Patent expiry of Diovan, a market-leading hypertension medication, is expected in the United States in September 2012, but plans to restructure were accelerated after the ALTITUDE study was halted following the recommendation from the Data Monitoring Committee overseeing that trial, which was investigating Rasilez/Tekturna in a high-risk population of patients with type 2 diabetes and renal impairment. As a precautionary measure, Novartis ceased all promotion of Rasilez/Tekturna-based products for use in combination with an angiotensin converting enzyme (ACE) inhibitor or angiotensin receptor blocker (ARB).
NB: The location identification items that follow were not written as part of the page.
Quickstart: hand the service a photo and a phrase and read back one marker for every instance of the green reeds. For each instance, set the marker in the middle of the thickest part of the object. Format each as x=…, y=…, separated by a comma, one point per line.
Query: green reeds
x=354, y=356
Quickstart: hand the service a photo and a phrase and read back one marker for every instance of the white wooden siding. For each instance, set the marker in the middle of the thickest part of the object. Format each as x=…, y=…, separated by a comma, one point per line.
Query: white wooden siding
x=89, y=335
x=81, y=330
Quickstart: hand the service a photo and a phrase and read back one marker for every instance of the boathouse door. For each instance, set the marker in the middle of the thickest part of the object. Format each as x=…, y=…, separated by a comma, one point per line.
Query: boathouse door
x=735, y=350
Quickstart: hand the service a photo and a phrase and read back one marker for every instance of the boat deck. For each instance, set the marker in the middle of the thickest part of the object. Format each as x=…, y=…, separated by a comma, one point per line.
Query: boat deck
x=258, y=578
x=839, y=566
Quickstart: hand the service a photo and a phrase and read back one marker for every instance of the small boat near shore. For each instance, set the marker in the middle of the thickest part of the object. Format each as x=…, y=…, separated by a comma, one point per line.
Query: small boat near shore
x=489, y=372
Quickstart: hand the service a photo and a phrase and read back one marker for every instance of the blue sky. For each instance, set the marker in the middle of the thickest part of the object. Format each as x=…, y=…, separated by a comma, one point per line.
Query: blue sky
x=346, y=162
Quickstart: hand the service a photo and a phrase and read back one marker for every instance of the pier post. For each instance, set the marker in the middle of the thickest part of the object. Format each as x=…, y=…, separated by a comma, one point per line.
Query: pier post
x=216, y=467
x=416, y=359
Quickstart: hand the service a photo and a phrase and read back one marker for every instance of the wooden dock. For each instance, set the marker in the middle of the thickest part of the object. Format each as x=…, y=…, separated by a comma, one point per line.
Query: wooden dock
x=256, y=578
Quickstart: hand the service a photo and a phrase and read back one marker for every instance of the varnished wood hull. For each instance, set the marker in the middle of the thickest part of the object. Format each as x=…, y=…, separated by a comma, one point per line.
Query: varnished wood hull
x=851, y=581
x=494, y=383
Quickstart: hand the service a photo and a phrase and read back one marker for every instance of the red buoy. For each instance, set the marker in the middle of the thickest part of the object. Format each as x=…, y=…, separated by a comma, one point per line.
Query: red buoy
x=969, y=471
Novartis, in consultation with health authorities, is now recommending that hypertensive patients with diabetes should not be treated with Rasilez/Tekturna in combination with an ACE-inhibitor or ARB.

 

"Patient safety is the highest priority for Novartis and we are in continuing dialogue with health authorities worldwide to establish the most appropriate next steps," the company noted in its announcement of the restructuring.   

 

A reassessment of the future sales potential of Rasilez/Tekturna in light of the ALTITUDE results has led to an exceptional charge of approximately $900 million (of which approximately $800 million is non-cash) to be recognized in the fourth quarter of 2011. The charge comprises impairments to intangible and manufacturing assets and excess inventory together with trial wind-down and other exit costs. The accounting charge is triggered by lower sales expectations and does not seek to anticipate the results of our ongoing discussions with health authorities concerning Rasilez/Tekturna.